Atomicity can be guaranteed by executing a group of commands either using MULTI/EXEC blocks or by using a Lua script. Consistency is guaranteed by using the WATCH/UNWATCH blocks. Isolation is always guaranteed at command level, and for group of commands it can be also guaranteed by MULTI/EXEC block or a Lua script. Full Durability can be also guaranteed when using AOF with executing fsync with each new command as explained before.
Backup
Backup in Redis is basically the snapshots that were taken of your dataset if the snapshot option is enabled.
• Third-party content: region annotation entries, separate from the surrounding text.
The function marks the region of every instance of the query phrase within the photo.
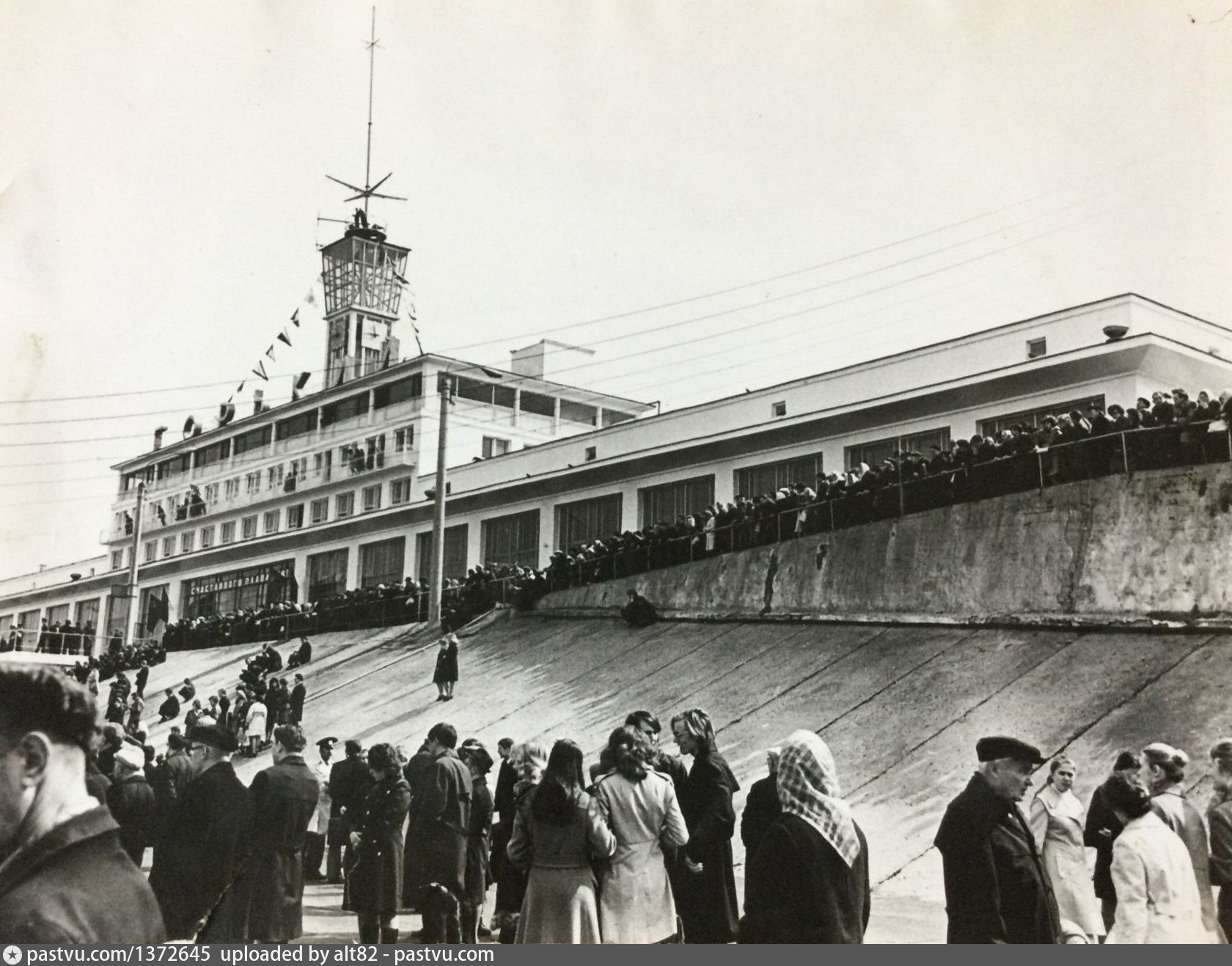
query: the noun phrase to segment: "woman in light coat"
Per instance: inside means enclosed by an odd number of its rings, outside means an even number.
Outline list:
[[[618,727],[607,740],[614,768],[595,783],[599,815],[616,837],[616,854],[599,876],[599,927],[604,943],[662,943],[676,933],[676,903],[663,847],[689,840],[671,779],[650,769],[654,757],[637,728]]]
[[[529,868],[517,919],[519,943],[599,943],[595,860],[611,858],[616,839],[585,792],[582,748],[552,746],[538,788],[517,806],[509,860]]]
[[[1087,866],[1083,844],[1085,812],[1073,792],[1076,768],[1068,758],[1055,758],[1047,784],[1031,802],[1031,832],[1044,854],[1044,868],[1057,897],[1061,918],[1088,938],[1105,933],[1099,900]]]
[[[1221,930],[1215,914],[1215,893],[1211,891],[1211,849],[1202,813],[1185,797],[1181,783],[1189,756],[1170,744],[1156,742],[1142,749],[1143,775],[1151,792],[1151,810],[1163,820],[1189,849],[1194,866],[1194,882],[1202,901],[1202,922],[1211,938],[1218,940]]]
[[[1185,843],[1137,785],[1116,784],[1108,804],[1125,824],[1112,843],[1116,920],[1109,944],[1210,943]]]

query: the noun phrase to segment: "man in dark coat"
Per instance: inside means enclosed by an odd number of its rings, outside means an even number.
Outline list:
[[[330,882],[341,882],[342,871],[351,865],[351,832],[359,827],[363,800],[372,788],[372,773],[363,760],[363,746],[355,738],[347,738],[344,747],[346,757],[329,769],[330,855],[325,861],[325,869],[328,872],[339,870],[338,879],[331,875]]]
[[[145,780],[145,752],[124,742],[116,752],[115,772],[107,789],[107,808],[120,826],[120,844],[133,864],[140,866],[145,847],[154,844],[158,806]]]
[[[979,770],[936,833],[950,943],[1057,943],[1061,920],[1044,861],[1018,802],[1044,764],[1016,738],[981,738]]]
[[[296,687],[291,689],[291,700],[287,701],[287,710],[291,715],[287,724],[298,725],[304,720],[304,698],[307,697],[308,689],[304,687],[304,676],[296,674]]]
[[[0,666],[0,941],[161,943],[120,829],[85,790],[90,693],[57,668]]]
[[[425,943],[460,943],[462,936],[471,770],[453,752],[457,741],[452,725],[432,726],[426,746],[432,762],[420,788],[411,789],[403,897],[423,913]],[[432,885],[444,890],[429,888]]]
[[[1125,831],[1125,824],[1112,810],[1110,795],[1117,784],[1136,785],[1142,760],[1133,752],[1121,752],[1112,765],[1112,774],[1095,789],[1087,808],[1083,843],[1095,849],[1095,896],[1100,902],[1104,928],[1111,929],[1116,918],[1116,887],[1112,885],[1112,843]]]
[[[230,763],[235,736],[198,725],[187,742],[196,778],[154,850],[150,886],[171,939],[244,943],[249,897],[241,872],[251,848],[253,810]]]
[[[317,779],[304,763],[298,725],[274,728],[274,765],[257,772],[253,799],[249,939],[287,943],[303,935],[304,849],[317,813]]]

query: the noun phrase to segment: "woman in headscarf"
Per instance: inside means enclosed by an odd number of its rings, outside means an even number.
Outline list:
[[[1189,849],[1189,860],[1194,866],[1194,881],[1198,896],[1202,901],[1202,923],[1212,938],[1220,935],[1218,920],[1215,914],[1215,895],[1211,892],[1211,850],[1206,836],[1206,823],[1189,799],[1181,783],[1185,780],[1185,765],[1189,756],[1170,744],[1156,742],[1142,749],[1143,776],[1151,792],[1151,811],[1158,815],[1165,826],[1180,836]],[[1120,890],[1117,890],[1120,896]]]
[[[685,943],[731,943],[736,938],[737,897],[732,863],[739,784],[715,743],[710,715],[691,708],[671,719],[681,754],[692,756],[687,780],[676,789],[689,842],[671,880]]]
[[[1044,869],[1057,897],[1057,912],[1090,939],[1105,933],[1087,847],[1083,844],[1085,812],[1073,792],[1074,763],[1064,756],[1052,759],[1047,784],[1031,801],[1031,833],[1044,855]]]
[[[1215,795],[1206,817],[1211,823],[1211,882],[1220,887],[1218,919],[1225,938],[1232,939],[1232,738],[1211,748]]]
[[[676,904],[663,848],[689,840],[668,775],[654,772],[654,749],[628,725],[607,738],[607,767],[595,783],[599,815],[616,838],[616,853],[599,877],[604,943],[663,943],[675,935]]]
[[[793,731],[779,753],[782,813],[744,879],[740,943],[862,943],[869,843],[843,800],[830,749]]]
[[[562,738],[538,788],[517,808],[509,860],[530,869],[519,943],[600,941],[591,861],[610,858],[616,839],[585,786],[582,748]]]
[[[1112,844],[1116,920],[1109,945],[1209,943],[1194,864],[1185,844],[1151,807],[1145,789],[1109,786],[1108,805],[1125,826]]]

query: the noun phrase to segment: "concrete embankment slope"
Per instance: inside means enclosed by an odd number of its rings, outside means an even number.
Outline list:
[[[648,708],[667,725],[674,711],[701,706],[747,791],[764,773],[765,748],[797,727],[819,731],[869,837],[870,939],[880,941],[944,938],[930,845],[981,735],[1064,751],[1087,796],[1121,747],[1169,741],[1191,752],[1200,778],[1211,741],[1232,733],[1232,634],[1222,633],[690,621],[628,630],[510,617],[463,639],[448,704],[435,701],[435,649],[423,631],[322,650],[307,674],[312,740],[354,736],[410,752],[446,720],[489,747],[506,735],[570,737],[594,760],[628,711]],[[198,683],[229,683],[222,678],[238,665],[224,657],[216,652],[216,669],[198,672]],[[179,663],[172,657],[159,677],[182,677]],[[245,760],[240,774],[250,780],[267,764],[267,754]],[[738,838],[736,850],[743,864]]]
[[[1232,620],[1232,466],[1067,484],[548,594],[612,610],[636,587],[679,617],[984,623]]]

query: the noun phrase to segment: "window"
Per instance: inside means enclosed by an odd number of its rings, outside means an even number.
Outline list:
[[[308,599],[320,601],[346,589],[346,549],[308,557]]]
[[[484,564],[538,566],[537,509],[485,519],[479,527]]]
[[[483,438],[482,455],[484,459],[492,459],[493,457],[503,457],[509,452],[509,441],[500,439],[495,436],[485,436]]]
[[[621,495],[596,496],[556,507],[556,549],[589,543],[600,537],[611,537],[621,530]]]
[[[1010,426],[1025,423],[1026,426],[1039,426],[1045,416],[1060,416],[1062,412],[1078,410],[1083,416],[1092,406],[1104,409],[1104,396],[1087,396],[1085,399],[1071,399],[1064,402],[1051,402],[1034,410],[1021,410],[1020,412],[1007,412],[1004,416],[993,416],[988,420],[979,420],[976,426],[981,436],[997,436],[1002,429]]]
[[[642,505],[642,525],[674,523],[689,513],[697,513],[715,502],[715,476],[694,476],[662,486],[637,491]],[[606,535],[606,534],[605,534]]]
[[[950,448],[949,426],[942,426],[939,429],[929,429],[923,433],[912,433],[910,436],[891,436],[886,439],[876,439],[871,443],[848,447],[846,465],[848,468],[855,468],[861,463],[866,463],[870,466],[877,466],[894,453],[915,452],[928,457],[931,455],[930,450],[933,447],[938,449]]]
[[[445,566],[446,577],[462,580],[466,576],[466,543],[467,525],[460,523],[456,527],[445,528]],[[432,573],[432,532],[415,535],[415,566],[419,569],[419,578],[426,581]]]
[[[821,453],[816,457],[796,457],[779,463],[743,466],[736,471],[736,495],[760,496],[797,482],[802,482],[804,486],[816,486],[821,471]]]
[[[360,587],[402,583],[407,561],[407,538],[367,544],[360,548]]]
[[[389,482],[389,506],[410,502],[410,477],[403,476],[400,480]]]

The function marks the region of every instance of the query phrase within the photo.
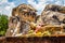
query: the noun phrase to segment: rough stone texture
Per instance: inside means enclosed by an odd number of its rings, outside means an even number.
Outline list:
[[[51,25],[65,24],[65,14],[58,12],[53,11],[43,12],[41,18],[44,24]]]
[[[5,35],[11,37],[17,33],[27,33],[30,28],[29,22],[35,23],[36,12],[30,4],[21,4],[14,8],[12,16],[9,19],[9,29]]]

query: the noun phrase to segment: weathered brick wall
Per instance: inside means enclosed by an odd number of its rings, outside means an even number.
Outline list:
[[[43,38],[0,38],[0,43],[65,43],[65,38],[43,37]]]

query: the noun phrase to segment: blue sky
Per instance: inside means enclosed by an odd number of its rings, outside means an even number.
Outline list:
[[[31,4],[41,14],[47,4],[65,5],[65,0],[0,0],[0,13],[11,16],[12,9],[22,3]]]

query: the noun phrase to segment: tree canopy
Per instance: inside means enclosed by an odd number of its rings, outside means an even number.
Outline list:
[[[0,14],[0,35],[4,35],[8,29],[8,16]]]

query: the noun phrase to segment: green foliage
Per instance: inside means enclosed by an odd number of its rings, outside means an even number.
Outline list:
[[[8,16],[0,14],[0,35],[4,35],[8,29]]]

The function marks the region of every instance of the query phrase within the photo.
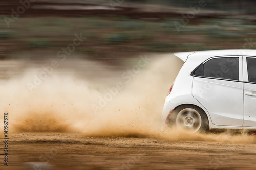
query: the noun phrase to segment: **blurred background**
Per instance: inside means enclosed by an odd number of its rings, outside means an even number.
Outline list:
[[[144,52],[254,48],[252,0],[2,0],[0,58],[122,58]],[[75,54],[75,55],[74,55]]]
Your data will be stored in an RDB file called dump.rdb file in your redis directory. To restore your data, you just need to move this dump file to your Redis directory and then start up your server. To have a better backup, you can use snapshotting with replication so that you will have the same copy of your data in all your instances including masters and slaves. This will ensure that your data is save in case the master server crashed completely
Security
Redis doesn't provide any access control and this should be provided by a separate authorization layer. However Redis provides an authentication mechanism that is optional and can be turned on from redis.conf. Redis supports the BIND command to allow only specific IP addresses to access the Redis server for better security. Redis doesn't also support any encryption mechanism and this should also be implemented using a separate layer like using encryption mechanisms such as SSL proxy. The "rename-command” used to rename the original commands which reduces the risk that might happen if unauthorised clients access your server. Finally, NoSQL injection attacks are impossible since Redis protocol has no concept of string escaping.
Upgrading
Redis doesn't support online upgrades (server must restart and the clients can't connect to it during the upgrade window). A workaround for online upgrade is to start a slave server and direct all the clients to it while you do an upgrade to the master. After the upgrade is finished in the master, we can stop the slave server and then redirect the clients requests again to the master server.
Availability
Redis provides a distributed system called Redis Sentinel to guarantee high availability. Redis Sentinel can resist certain types of failures automatically without any human intervention. Redis Sentinel can be used also for other tasks such as monitoring, as a configuration provider for clients and as a notification system. By Monitoring we mean that Redis Sentinel will monitor your master and slave instances and check if they are working as expected. It will also send notifications to the admin in case anything went wrong. Clients can also contact the Redis Sentinel to get any configurations parameters for a certain Redis instance such as address and port. Finally Redis Sentinel will start a failover process in case the master is not working to promote one of the slaves to replace it and reconfigure the other slaves to contact this new master.
An important note is that in order to get the best robustness out of Redis Sentinel, you should configure it in such a way that it will not be a single point of failure. This means that you use multiple instances in separate machines or virtual machines that fail independently which can cooperate together to handle Redis failure detection and recovery. You need at least three Redis Sentinel instance to guarantee its Robustness.